End-to-end composition example¶

import asyncio

from converge.core.agent import Agent
from converge.core.identity import Identity
from converge.coordination.pool_manager import PoolManager
from converge.coordination.task_manager import TaskManager
from converge.extensions.rate_limit import RateLimitHook, RateLimiter, TokenBucketConfig
from converge.network.transport.hooks import HookedTransport
from converge.network.transport.tcp import TcpTransport
from converge.observability.metrics import MetricsCollector
from converge.observability.replay import ReplayLog
from converge.observability.runtime_ops import RuntimeOpsServer
from converge.runtime.loop import AgentRuntime


class MyAgent(Agent):
    def decide(self, messages, tasks):
        return []


async def main():
    identity = Identity.generate()
    agent = MyAgent(identity)

    base_transport = TcpTransport(host="0.0.0.0", port=9001, agent_id=agent.id)

    limiter = RateLimiter(
        global_config=TokenBucketConfig(capacity=200, refill_tokens_per_sec=100),
        sender_config=TokenBucketConfig(capacity=60, refill_tokens_per_sec=20),
        topic_config=TokenBucketConfig(capacity=120, refill_tokens_per_sec=40),
    )

    metrics = MetricsCollector()
    transport = HookedTransport(
        base_transport,
        hooks=[
            RateLimitHook(limiter, metrics_collector=metrics),
            # add custom MessageHook implementations here
        ],
    )

    replay_log = ReplayLog()
    pool_manager = PoolManager()
    task_manager = TaskManager()

    runtime = AgentRuntime(
        agent=agent,
        transport=transport,
        pool_manager=pool_manager,
        task_manager=task_manager,
        metrics_collector=metrics,
        replay_log=replay_log,
        health_check=lambda: True,
        ready_check=lambda: True,
    )

    ops_server = RuntimeOpsServer(runtime, metrics, host="127.0.0.1", port=9100)
    runtime.ops_server = ops_server

    await runtime.start()
    try:
        await asyncio.sleep(60)
    finally:
        await runtime.stop()


asyncio.run(main())

Hook ordering and failure behavior¶

pre_send hooks execute in registration order.
post_receive hooks execute in registration order.
Returning None drops the message.
Hook exceptions trigger on_error(stage, error, context) when provided.

Suggested order:

lightweight validation,
rate limiting,
normalization/enrichment,
policy enforcement.

Rate limiting guidance¶

Use global + sender + topic buckets together for defense in depth.
Prefer a shared store-backed limiter when you run multiple processes.
Monitor:
- rate_limit_ingress_dropped_total
- rate_limit_egress_dropped_total

Ops server guidance¶

RuntimeOpsServer exposes:

GET /health -> runtime health (200 or 503)
GET /ready -> runtime readiness (200 or 503)
GET /metrics -> Prometheus text from MetricsCollector

Typical deployment:

bind to loopback (127.0.0.1) or a private interface,
front with your platform ingress (TLS, authn/authz),
scrape /metrics with Prometheus and alert on drops/failures.

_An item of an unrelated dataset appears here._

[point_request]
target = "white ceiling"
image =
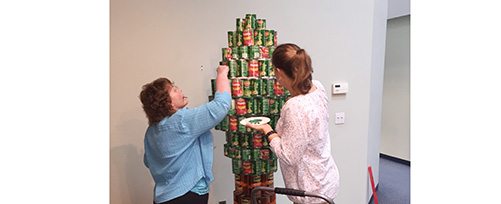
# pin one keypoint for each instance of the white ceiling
(397, 8)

Replay workflows in production¶

Use replay for post-incident analysis, deterministic simulations, and regression checks.

import asyncio
from converge.observability.replay import ReplayRunner


async def replay_example(replay_log):
    runner = ReplayRunner(replay_log)

    # 1) Plan-only dry run
    plan = await runner.replay(
        direction="inbound",
        agent_id="agent-123",
        dry_run=True,
    )
    print(f"events planned: {len(plan)}")

    # 2) Execute into callback in timestamp order
    async def sink(message):
        # inject into a mock transport, validator, or test harness
        pass

    await runner.replay(direction="inbound", callback=sink)


asyncio.run(replay_example(replay_log))

Practical replay policy:

Keep replay logs immutable after export.
Filter by agent_id and direction for targeted incident replay.
Replay into non-production paths first (dry_run + callback harness).
Document dedupe/idempotency expectations for anything that can trigger side effects.